The GO terms (significant and non-significant) were redistributed across the clustered network at random. The p value was recalculated for each GO/cluster combination. This randomisation was repeated 1000 times. The overall significance was calculated as the proportion of randomisations in which the smallest p value for a GO-cluster association was less than or equal to the smallest p value in the original data. We considered the GO numbers to be significantly associated with the clusters if the overall significance was less than 5% (i.e. fewer than 50 of the 1000 randomisations' lowest p values were smaller than the smallest p value from the observed data).

Reports on significant GO/cluster associations

In order to compare the informativeness of the GO/cluster associations, the following ratios were calculated (a), the average number of GO terms per node in the clusters and (b), the average depth of the GO terms per node per cluster.

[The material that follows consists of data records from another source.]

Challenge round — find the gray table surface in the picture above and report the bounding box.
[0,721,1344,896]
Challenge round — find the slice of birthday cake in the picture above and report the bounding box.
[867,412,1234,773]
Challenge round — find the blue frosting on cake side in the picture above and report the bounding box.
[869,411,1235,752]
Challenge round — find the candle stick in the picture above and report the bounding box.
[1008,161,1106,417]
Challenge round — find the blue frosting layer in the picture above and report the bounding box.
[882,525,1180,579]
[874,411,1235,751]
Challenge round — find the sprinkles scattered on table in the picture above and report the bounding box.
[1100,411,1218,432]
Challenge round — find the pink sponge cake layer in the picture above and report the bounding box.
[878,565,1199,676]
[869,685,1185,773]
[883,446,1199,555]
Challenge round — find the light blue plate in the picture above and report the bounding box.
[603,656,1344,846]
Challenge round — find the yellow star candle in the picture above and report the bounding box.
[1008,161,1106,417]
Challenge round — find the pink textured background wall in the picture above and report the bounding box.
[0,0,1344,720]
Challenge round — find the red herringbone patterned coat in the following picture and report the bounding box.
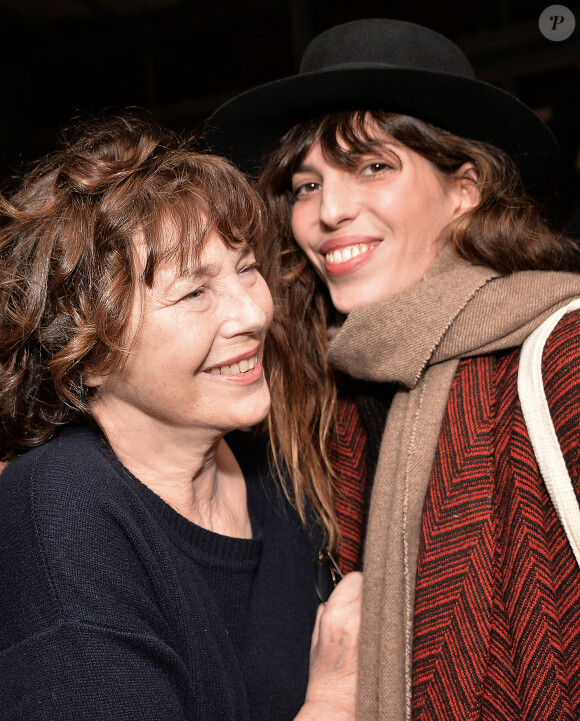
[413,313,580,721]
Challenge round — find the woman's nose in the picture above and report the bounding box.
[224,276,273,336]
[320,169,358,228]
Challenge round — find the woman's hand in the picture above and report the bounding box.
[295,572,362,721]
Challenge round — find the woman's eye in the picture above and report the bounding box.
[180,288,204,300]
[240,261,260,273]
[292,182,320,200]
[362,161,393,175]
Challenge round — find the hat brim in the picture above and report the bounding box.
[205,65,558,187]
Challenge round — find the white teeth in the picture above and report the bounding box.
[325,243,369,263]
[209,355,258,376]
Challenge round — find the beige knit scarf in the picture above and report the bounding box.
[329,249,580,721]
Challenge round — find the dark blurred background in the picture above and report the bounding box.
[0,0,580,232]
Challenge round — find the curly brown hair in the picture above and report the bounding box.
[0,112,265,460]
[257,111,580,539]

These provided an indication of the 'quantity' and 'quality' of the GO information. A GO at a greater depth in the GO hierarchy provides more detailed information than one higher in the GO hierarchy.

False positives

In our original experiments [12, 13] there were a number of prey that interacted with many different bait. Prey found by more than three different bait were defined as false positives (of the 'promiscuous' type). There were 14 of these (approximately 4% of the dataset nodes). 10 of these 14 had been excluded from the original data. To investigate their effect on clustering, these nodes and all associated edges were added back to the data. This contributed 59 new edges to the dataset (13% of dataset edges). This dataset was clustered and the clusters compared to those found in the original experiment.

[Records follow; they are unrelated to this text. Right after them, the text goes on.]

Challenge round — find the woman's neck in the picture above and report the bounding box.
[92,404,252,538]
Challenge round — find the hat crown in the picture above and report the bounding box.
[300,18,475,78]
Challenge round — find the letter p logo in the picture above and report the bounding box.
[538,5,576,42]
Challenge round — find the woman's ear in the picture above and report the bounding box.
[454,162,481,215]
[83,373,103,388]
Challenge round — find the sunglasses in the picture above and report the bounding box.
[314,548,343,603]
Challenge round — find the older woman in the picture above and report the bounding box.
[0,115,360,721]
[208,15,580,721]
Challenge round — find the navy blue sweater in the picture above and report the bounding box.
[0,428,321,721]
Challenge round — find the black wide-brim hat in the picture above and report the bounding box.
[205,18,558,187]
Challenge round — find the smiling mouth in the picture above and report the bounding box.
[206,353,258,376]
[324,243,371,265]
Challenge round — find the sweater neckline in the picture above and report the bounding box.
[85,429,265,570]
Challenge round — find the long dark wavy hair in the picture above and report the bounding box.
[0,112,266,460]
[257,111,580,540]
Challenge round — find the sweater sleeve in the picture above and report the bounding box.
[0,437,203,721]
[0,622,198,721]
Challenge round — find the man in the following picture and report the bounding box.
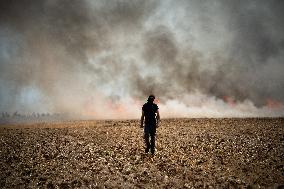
[140,95,160,154]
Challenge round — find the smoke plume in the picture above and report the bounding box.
[0,0,284,119]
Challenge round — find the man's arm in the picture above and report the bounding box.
[156,110,160,127]
[140,110,145,128]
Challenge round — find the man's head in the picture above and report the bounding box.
[147,95,155,103]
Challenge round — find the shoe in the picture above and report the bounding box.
[145,148,150,153]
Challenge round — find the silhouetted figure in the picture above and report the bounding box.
[140,95,160,154]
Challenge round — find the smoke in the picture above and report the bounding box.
[0,0,284,119]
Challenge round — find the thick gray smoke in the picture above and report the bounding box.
[0,0,284,118]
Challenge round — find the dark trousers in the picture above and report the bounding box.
[144,125,156,152]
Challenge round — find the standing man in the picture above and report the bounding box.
[140,95,160,154]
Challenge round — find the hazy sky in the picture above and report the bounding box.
[0,0,284,118]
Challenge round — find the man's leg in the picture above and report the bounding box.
[150,127,156,154]
[144,126,150,153]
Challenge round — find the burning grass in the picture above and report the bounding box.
[0,118,284,188]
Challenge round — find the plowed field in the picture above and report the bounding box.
[0,118,284,188]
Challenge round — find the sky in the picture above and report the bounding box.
[0,0,284,119]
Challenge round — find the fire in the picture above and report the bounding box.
[154,98,160,104]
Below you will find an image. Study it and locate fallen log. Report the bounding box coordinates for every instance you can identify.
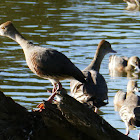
[0,90,132,140]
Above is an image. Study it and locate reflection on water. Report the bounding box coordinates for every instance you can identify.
[0,0,140,139]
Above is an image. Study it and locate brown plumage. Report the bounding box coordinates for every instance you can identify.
[70,40,116,111]
[0,21,86,100]
[119,81,140,135]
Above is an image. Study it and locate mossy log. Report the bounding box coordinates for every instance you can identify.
[0,90,132,140]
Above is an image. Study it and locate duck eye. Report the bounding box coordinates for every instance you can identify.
[1,27,5,29]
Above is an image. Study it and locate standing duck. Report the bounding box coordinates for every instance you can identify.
[70,40,116,112]
[0,21,86,102]
[109,55,140,73]
[119,80,140,139]
[114,80,138,111]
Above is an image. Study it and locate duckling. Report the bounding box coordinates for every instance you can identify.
[114,80,139,111]
[70,40,116,112]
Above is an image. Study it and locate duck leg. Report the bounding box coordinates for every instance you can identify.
[125,122,130,136]
[37,82,62,111]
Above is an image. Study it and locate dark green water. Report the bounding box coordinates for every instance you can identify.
[0,0,140,139]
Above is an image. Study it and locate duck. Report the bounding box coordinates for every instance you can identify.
[0,21,86,102]
[108,55,140,73]
[123,0,140,10]
[119,80,140,139]
[113,80,139,111]
[70,40,116,112]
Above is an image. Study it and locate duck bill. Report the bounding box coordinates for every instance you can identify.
[110,50,117,53]
[135,66,140,73]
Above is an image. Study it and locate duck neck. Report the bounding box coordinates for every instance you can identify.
[84,49,105,72]
[126,91,135,98]
[8,29,29,50]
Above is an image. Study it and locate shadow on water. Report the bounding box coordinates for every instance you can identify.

If these nodes were disconnected this removed 68 edges, so nine of the edges connected to false positives were part of the original data. In a control experiment 68 edges were removed at random (from the dataset with false positives added), this dataset was clustered. This was repeated 100 times and the results were compared to the clusters obtained from the dataset which had false positive edges removed.

Gavin 2002 Supplementary Information Table S2 [15] provided a list of false positive proteins, which were excluded from their yeast dataset. They were excluded because they either appeared in more than 20 of the purifications or were isolated in mock transformations. The data describing the edges created by these proteins was not provided, therefore it was not possible to add them back to the Gavin data. The Uetz data contained only 2 of the false positive proteins, however the Ito dataset contained 16(0.5% of dataset). The Ito dataset is large and 16 out of 3271 nodes is a very small proportion, so any effect will not be large. Disconnecting these nodes removed 26 edges from the dataset (0.6% of edges). A control dataset had 26 edges removed at random before clustering

All false positive datasets (see Table 9) and controls were clustered by removing 57 edges (a number chosen originally because it gave a tractable number of clusters of a reasonable size in the Lehner dataset).